Quoting her: "If I am disrespectful, I see my children as disrespectful."

And then I love what the man suddenly realized: "Everything is me!"  The audience laughed loudly and applauded.

Your son or your wife or your mother is not your problem; YOU are your problem.

Something I started to grok tonight is that I can do The Work on almost any situation with any person I find stressful, and because "everything is me," I will get to some real truths about myself that are applicable to every situation, because, of course, everything is me.

Another quote from her: "If you say, 'I love you,' it's about you, not me."

So we have these beliefs and thoughts, and our minds work so hard to stay in control of us.  The mind creates its own reality to prove itself right.  It will come up with all kinds of evidence to maintain those thoughts and beliefs.

One of my favorite things she said tonight: "All suffering is a projection of mind."   YES.

Katie herself is so warm and loving and friendly and funny.  There is so much laughter throughout the event.  She herself just kind of glows.

We all recognize the absurdity of the thoughts (and we've all had versions of them, as she says, "There are no new thoughts.") and how can you not laugh?  I find it a relief to laugh at myself like that.

I love her reminders that you are lovable and worthy.  We are as kind as we know how to be.  We are 100% innocent, we're just believing our thoughts.

Tonight she also worked with a woman diagnosed with a fatal disease (Katie: "Everyone has a fatal disease.  Life is a fatal disease.) who is, understandably, struggling with her diagnosis and illness.  At first, the woman seemed kind of grim, and I could tell she wasn't really getting it.

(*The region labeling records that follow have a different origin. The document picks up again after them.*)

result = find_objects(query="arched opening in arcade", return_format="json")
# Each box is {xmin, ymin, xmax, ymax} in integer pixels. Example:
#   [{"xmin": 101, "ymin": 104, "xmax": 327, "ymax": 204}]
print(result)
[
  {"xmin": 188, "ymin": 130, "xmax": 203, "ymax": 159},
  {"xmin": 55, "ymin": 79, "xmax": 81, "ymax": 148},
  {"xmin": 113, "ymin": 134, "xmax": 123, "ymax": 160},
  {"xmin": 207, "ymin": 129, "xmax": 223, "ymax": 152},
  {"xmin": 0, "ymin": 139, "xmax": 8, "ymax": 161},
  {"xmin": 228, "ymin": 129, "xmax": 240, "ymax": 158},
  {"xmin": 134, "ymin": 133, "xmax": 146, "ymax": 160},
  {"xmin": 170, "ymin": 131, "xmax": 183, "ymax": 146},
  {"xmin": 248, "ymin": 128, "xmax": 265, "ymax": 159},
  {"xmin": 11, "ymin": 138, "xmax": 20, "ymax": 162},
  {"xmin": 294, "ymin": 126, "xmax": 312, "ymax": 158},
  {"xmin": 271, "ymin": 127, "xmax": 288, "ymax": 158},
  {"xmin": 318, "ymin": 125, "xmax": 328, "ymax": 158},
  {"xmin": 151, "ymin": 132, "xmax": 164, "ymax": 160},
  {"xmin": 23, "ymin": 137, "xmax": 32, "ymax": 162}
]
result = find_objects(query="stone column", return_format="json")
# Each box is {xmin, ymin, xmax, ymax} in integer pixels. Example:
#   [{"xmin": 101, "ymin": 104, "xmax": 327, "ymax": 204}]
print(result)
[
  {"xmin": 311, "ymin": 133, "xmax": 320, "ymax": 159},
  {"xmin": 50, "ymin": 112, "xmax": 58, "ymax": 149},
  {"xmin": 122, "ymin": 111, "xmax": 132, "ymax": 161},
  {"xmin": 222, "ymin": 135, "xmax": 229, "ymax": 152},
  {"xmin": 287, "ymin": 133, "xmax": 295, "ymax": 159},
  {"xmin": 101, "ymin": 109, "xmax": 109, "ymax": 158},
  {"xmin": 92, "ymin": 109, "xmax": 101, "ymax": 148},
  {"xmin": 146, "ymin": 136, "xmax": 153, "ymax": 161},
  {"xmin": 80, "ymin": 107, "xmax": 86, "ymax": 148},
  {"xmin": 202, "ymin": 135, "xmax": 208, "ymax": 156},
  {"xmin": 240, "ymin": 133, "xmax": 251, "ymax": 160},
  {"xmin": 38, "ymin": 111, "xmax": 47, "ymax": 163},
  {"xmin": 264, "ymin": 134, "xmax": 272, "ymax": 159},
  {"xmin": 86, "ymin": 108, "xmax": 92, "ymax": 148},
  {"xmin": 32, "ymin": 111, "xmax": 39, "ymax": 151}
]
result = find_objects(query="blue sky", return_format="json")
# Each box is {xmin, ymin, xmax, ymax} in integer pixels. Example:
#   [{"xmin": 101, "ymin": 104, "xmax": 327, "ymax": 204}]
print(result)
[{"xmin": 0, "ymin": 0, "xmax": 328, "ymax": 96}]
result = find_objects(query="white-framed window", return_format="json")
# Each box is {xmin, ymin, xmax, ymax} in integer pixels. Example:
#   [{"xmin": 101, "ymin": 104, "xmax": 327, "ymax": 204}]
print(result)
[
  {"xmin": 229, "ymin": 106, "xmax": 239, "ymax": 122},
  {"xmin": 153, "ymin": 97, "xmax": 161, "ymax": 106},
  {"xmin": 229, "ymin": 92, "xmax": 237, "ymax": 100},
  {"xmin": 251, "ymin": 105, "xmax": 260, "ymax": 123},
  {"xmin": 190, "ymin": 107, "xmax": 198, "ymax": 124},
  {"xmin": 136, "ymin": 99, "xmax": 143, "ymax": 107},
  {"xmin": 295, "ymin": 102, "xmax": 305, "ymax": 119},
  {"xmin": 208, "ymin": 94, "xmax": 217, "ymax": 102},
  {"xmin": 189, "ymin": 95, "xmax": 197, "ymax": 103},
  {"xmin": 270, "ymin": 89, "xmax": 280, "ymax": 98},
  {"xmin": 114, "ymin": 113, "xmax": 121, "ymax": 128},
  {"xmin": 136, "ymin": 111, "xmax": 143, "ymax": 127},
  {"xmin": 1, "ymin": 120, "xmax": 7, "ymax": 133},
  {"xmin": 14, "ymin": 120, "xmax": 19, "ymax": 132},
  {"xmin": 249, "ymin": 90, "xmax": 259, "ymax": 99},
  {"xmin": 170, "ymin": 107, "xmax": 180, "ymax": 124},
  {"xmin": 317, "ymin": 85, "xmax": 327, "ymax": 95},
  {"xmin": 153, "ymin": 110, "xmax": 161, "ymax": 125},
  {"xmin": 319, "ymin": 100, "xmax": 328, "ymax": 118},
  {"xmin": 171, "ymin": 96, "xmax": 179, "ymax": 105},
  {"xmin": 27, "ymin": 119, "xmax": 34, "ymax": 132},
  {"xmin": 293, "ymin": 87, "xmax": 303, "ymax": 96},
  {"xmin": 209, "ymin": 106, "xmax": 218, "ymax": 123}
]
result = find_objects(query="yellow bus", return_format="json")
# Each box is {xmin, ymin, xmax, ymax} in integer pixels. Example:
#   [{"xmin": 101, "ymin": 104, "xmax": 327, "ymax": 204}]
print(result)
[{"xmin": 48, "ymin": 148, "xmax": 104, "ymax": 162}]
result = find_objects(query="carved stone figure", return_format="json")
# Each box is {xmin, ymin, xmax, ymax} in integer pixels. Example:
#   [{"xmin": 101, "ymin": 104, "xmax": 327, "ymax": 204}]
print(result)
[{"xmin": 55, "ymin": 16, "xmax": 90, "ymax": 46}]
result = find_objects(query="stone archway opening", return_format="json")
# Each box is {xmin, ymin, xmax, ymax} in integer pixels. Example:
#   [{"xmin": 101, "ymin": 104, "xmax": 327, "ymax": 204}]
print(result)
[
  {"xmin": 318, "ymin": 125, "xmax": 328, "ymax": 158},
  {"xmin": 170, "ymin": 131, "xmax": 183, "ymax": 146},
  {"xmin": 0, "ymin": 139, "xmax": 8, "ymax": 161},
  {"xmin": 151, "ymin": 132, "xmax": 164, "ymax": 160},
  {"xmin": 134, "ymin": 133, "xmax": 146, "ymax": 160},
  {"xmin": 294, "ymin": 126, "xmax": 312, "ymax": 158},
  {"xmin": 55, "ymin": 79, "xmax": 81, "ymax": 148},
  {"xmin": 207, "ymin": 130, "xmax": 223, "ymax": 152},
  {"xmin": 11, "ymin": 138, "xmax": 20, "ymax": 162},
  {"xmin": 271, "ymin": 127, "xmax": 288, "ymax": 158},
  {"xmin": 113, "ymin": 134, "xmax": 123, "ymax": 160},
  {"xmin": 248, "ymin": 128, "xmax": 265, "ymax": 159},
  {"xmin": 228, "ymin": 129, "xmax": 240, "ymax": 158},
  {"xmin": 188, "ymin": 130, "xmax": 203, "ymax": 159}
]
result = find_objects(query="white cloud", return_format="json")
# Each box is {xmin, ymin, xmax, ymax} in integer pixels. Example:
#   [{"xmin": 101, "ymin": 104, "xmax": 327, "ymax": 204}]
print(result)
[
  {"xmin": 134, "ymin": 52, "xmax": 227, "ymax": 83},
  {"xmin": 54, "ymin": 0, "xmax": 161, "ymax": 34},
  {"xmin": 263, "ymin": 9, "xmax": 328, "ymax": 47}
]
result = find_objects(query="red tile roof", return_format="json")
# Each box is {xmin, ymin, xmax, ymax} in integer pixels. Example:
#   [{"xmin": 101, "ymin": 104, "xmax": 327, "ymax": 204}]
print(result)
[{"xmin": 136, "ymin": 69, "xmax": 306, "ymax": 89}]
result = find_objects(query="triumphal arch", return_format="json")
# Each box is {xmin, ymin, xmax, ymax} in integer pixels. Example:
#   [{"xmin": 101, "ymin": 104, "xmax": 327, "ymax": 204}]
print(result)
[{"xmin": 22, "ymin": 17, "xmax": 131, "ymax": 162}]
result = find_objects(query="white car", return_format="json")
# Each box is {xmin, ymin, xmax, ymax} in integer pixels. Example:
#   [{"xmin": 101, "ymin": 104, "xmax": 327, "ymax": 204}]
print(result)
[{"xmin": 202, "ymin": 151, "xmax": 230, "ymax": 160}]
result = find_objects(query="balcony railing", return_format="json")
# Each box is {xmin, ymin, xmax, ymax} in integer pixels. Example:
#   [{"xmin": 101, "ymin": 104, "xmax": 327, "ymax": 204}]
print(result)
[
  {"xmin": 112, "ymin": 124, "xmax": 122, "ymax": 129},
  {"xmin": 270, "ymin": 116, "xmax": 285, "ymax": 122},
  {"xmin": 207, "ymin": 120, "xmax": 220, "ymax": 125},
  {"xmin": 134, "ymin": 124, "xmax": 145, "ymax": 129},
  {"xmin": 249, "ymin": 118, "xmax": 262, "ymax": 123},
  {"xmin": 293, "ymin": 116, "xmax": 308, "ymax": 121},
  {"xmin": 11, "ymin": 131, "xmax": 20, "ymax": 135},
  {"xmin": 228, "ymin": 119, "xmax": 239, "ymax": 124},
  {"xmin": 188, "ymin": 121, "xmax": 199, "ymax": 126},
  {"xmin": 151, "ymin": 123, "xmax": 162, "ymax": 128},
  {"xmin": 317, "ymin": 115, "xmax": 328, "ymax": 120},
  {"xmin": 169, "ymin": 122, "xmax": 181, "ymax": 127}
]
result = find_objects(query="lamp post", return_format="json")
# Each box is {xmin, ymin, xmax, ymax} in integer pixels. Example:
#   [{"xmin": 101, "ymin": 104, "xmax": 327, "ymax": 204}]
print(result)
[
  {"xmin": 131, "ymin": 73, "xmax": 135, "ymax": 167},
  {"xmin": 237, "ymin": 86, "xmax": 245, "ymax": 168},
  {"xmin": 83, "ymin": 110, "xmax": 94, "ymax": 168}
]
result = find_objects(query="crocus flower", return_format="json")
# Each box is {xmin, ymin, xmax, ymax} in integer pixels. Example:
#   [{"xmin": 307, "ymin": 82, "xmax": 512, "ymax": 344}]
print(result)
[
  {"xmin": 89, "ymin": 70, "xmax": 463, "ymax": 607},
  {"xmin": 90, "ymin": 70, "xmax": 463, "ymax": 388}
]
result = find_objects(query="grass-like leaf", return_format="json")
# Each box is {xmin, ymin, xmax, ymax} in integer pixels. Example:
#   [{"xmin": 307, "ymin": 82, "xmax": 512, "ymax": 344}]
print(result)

Her first thought they examined was "The disease is killing me."  They worked through the four questions, and the woman was answering and going along, but still didn't seem to fully get it. She did realize that the movies she played in her head about her future suffering were what was causing her to suffer right now, not actually the disease.

Then they got to the turnaround, and she said "I'm killing me.  I'm the problem."  And smiled.  She GOT it.  The audience totally broke out in applause.  It was so moving and beautiful to see someone get it and light up like that.

And then, the part that blew my mind, was the turnaround "I'm killing the disease."  Katie said, "Doesn't everything have a right to live?  If you're going to have unconditional love, that means everything.  Saying 'I love everything, except that,' is not unconditional."

Whoa.

Now, I recognize that not everyone views the Universe this way, and that's fine, but I totally do, and yet I had never thought of this before.  I work on love for everybody but not everything.  Totally eye opening.

Whew.  That was just 3 hours tonight.  Tomorrow there's 6 more.  I can't wait.